The unique equilibrium point of the system is in the origin, and it is asymptotically stable. Linearizing around the origin, I obtain the following:
$$A =
\begin{bmatrix}
0 & 1 \\
-1 & -1\\
\end{bmatrix}
\text{ and }
P =
\begin{bmatrix}
3/2 & 1/2 \\
1/2 & 1\\
\end{bmatrix}
.$$From which
$$
V(x) = (3x_1^2)/2 + (x_1x_2) + x_2^2
$$
taking its derivative and substituting the initial system:
$$
\dot{V}(x) = -sin(x_2)(x_2-2x_1) – x_1^2 – 2x_1x_2
$$
Introducing the following relations:
$$
|x_1|\leq\|x\|, \quad |x_1x_2|\leq\frac{1}{2}\|x\|^2, \quad |x_2 – 2x_1|\leq\sqrt5\|x\|, \quad |sinx|\leq1
$$
It is possible to write:
$$
\dot{V}(x) \leq-\sqrt5\|x\| – 2\|x\|^2
$$
This expression is less than $0$ only for:
$$
\|x\|\leq-\sqrt5/2 \
\text{ and } \
\|x\|\geq0
$$
The first one is clearly impossible because the $\|x\|$ is always positive. If I choose the second one, I should select $r = 0$, and so the region of attraction should be null too because from Khalil:
$$
V(x) < c = \lambda_{min}(P)*r^2
$$
This sound quite strange to me because the origin is asymptotically stable, so the region of attraction should be not null.

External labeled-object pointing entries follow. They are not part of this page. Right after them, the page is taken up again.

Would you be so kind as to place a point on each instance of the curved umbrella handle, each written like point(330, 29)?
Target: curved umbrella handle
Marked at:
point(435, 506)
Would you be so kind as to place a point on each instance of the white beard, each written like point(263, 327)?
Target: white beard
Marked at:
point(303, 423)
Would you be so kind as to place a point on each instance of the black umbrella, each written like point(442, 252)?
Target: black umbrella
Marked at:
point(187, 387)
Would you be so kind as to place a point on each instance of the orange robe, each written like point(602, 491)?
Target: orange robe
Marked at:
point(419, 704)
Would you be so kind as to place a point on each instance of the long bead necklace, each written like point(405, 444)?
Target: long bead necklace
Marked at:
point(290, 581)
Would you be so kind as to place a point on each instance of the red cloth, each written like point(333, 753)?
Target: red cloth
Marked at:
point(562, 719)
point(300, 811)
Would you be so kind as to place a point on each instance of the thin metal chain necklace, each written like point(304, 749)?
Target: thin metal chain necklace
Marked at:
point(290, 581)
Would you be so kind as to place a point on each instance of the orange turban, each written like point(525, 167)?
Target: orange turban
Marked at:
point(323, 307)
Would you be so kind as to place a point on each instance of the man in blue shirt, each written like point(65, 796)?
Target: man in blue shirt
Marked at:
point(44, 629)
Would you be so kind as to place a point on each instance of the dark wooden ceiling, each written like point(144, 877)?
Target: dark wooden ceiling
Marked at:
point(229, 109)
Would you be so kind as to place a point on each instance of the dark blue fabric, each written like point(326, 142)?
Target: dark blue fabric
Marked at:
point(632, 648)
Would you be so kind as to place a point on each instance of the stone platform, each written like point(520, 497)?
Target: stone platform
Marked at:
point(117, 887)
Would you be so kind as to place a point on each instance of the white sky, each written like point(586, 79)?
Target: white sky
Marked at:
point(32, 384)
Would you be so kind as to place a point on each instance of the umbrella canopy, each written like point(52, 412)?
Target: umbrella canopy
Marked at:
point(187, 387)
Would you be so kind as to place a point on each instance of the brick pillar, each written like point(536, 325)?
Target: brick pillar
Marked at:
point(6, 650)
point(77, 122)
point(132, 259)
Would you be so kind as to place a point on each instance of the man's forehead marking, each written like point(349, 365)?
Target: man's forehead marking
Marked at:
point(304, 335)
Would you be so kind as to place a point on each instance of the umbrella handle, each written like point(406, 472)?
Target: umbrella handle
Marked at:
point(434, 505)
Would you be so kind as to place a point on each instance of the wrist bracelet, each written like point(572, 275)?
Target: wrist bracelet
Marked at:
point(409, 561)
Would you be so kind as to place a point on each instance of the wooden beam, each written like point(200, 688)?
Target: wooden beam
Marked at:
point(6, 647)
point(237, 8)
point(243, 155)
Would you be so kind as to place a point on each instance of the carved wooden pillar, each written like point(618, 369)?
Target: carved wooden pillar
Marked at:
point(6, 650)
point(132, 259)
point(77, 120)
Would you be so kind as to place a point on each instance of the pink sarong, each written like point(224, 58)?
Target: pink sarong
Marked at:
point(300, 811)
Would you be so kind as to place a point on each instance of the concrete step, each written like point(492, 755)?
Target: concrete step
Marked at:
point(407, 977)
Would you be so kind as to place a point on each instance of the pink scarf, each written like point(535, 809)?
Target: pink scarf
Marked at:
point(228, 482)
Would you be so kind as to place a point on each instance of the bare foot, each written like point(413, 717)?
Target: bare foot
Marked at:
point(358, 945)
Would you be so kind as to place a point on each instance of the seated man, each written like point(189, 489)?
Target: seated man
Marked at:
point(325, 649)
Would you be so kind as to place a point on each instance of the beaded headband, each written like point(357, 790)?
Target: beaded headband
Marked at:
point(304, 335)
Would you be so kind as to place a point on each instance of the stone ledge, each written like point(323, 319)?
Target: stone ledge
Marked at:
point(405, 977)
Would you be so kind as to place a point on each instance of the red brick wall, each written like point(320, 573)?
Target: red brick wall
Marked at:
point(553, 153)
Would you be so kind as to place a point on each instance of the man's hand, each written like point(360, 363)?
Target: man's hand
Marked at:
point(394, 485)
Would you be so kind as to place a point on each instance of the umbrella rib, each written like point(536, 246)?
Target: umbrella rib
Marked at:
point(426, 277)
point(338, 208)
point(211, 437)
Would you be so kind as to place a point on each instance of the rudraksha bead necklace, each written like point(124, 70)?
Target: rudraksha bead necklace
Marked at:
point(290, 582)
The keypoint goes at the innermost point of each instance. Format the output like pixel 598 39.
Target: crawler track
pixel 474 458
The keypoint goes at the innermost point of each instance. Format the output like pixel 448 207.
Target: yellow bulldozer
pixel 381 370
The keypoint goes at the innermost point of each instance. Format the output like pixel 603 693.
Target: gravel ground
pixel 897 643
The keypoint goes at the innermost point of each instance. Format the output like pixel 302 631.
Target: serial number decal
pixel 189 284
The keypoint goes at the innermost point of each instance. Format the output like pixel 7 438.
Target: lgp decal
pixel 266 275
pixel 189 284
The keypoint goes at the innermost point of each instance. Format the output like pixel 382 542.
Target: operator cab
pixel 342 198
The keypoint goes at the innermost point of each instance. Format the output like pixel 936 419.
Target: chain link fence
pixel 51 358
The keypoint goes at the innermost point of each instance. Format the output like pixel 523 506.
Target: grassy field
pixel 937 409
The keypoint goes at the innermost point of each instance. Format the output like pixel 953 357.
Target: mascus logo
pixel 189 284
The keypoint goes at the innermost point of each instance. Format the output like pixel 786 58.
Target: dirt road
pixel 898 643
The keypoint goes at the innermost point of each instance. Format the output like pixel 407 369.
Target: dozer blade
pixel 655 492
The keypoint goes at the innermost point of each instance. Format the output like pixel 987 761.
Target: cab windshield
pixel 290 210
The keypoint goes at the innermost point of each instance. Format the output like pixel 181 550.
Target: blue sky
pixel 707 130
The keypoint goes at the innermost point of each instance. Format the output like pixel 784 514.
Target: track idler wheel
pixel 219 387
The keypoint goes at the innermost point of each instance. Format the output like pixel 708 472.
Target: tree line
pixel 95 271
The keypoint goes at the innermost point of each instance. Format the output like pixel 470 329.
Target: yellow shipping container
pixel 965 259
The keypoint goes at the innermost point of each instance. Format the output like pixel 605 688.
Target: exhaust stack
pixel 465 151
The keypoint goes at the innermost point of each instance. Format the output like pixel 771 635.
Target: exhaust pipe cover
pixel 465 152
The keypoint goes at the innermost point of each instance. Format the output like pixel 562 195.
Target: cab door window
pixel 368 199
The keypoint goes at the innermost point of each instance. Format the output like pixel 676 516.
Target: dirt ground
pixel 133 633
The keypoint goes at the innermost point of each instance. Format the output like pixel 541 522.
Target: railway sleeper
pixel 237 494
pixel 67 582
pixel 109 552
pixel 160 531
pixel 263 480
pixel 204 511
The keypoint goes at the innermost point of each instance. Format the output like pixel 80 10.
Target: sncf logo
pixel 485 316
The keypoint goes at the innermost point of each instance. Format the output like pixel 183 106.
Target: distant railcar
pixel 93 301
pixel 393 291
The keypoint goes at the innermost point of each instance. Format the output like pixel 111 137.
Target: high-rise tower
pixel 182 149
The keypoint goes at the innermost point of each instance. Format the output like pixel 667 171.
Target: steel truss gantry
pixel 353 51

Any help or suggestions are highly appreciated.
Best Answer
You have the system
$$ \begin{align} \dot{x}_1&=\sin(x_2)\\ \dot{x}_2&=-x_1-\sin(x_2) \end{align} $$
which has the linearization matrix
$$ A(x)=\begin{pmatrix}0&\cos{x_2}\\-1&-\cos{x_2}\end{pmatrix} $$
which at the origin is
$$ A=A(0)=\begin{pmatrix}0&1\\-1&-1\end{pmatrix} $$
Now taking $Q=I$ you can solve
$$ PA+A^TP=-Q $$
for $P>0$ and get $P=\begin{pmatrix}3/2&1/2\\1/2&1\end{pmatrix}$ so that
$$ V(x)=x^TPx=3 x_1^2/2 + x_1 x_2 + x_2^2 $$
Now finding a region of attraction can be done by solving
$$ k=\min_x V(x) \text{ s.t. } \dot{V}(x)=0, x\neq0 $$
This is a constrained minimization problem:
$$ \begin{align} k=&\min_x\quad 3 x_1^2/2 + x_1 x_2 + x_2^2 \\ &\text{ s.t. } \quad 2 x_1\sin(x_2) - 2 x_1 x_2 - x_2 \sin(x_2) - x_1^2=0\\ &\phantom{\text{ s.t. }}\quad x\neq0 \end{align} $$
This is not easy to solve analytically but we can solve it numerically. We can solve $\dot{V}(x)=0$ for $x_2$ and get two different solutions which we can substitute in $V(x)$ to get:
$$ V_1(x_2)=\frac{\left(2\,x_{2}-3\,\sin\left(x_{2}\right)\right)\,\left(3\,x_{2}-2\,\sin\left(x_{2}\right)+2\,\sqrt{{x_{2}}^2-3\,x_{2}\,\sin\left(x_{2}\right)+{\sin\left(x_{2}\right)}^2}\right)}{2} $$
and
$$ V_2(x_2)=-\frac{\left(2\,x_{2}-3\,\sin\left(x_{2}\right)\right)\,\left(2\,\sin\left(x_{2}\right)-3\,x_{2}+2\,\sqrt{{x_{2}}^2-3\,x_{2}\,\sin\left(x_{2}\right)+{\sin\left(x_{2}\right)}^2}\right)}{2} $$
both assuming ${x_{2}}^2-3\,x_{2}\,\sin\left(x_{2}\right)+{\sin\left(x_{2}\right)}^2\geq 0.$ Now we can plot both functions:
In this image, only the parts of $V_1$ and $V_2$ are plotted where ${x_{2}}^2-3\,x_{2}\,\sin\left(x_{2}\right)+{\sin\left(x_{2}\right)}^2\geq 0.$ We can now see that we have two minima, which we can use to compute $x_1$. We end up with two solutions:
$$ \begin{align} (x_1,x_2)&=(0.9885, -2.2013)\\ (x_1,x_2)&=(-0.9885, 2.2013) \end{align} $$
The first corresponds to the minimum of the blue graph, the second to the minimum of the red graph. In both cases we have
$$ k=V(0.9885,-2.2013)=V(-0.9885,2.2013)=4.1355 $$
which is the level you are looking for. We can confirm this by checking another plot:
Note however that the yellow area in general is only a subset of the region of attraction.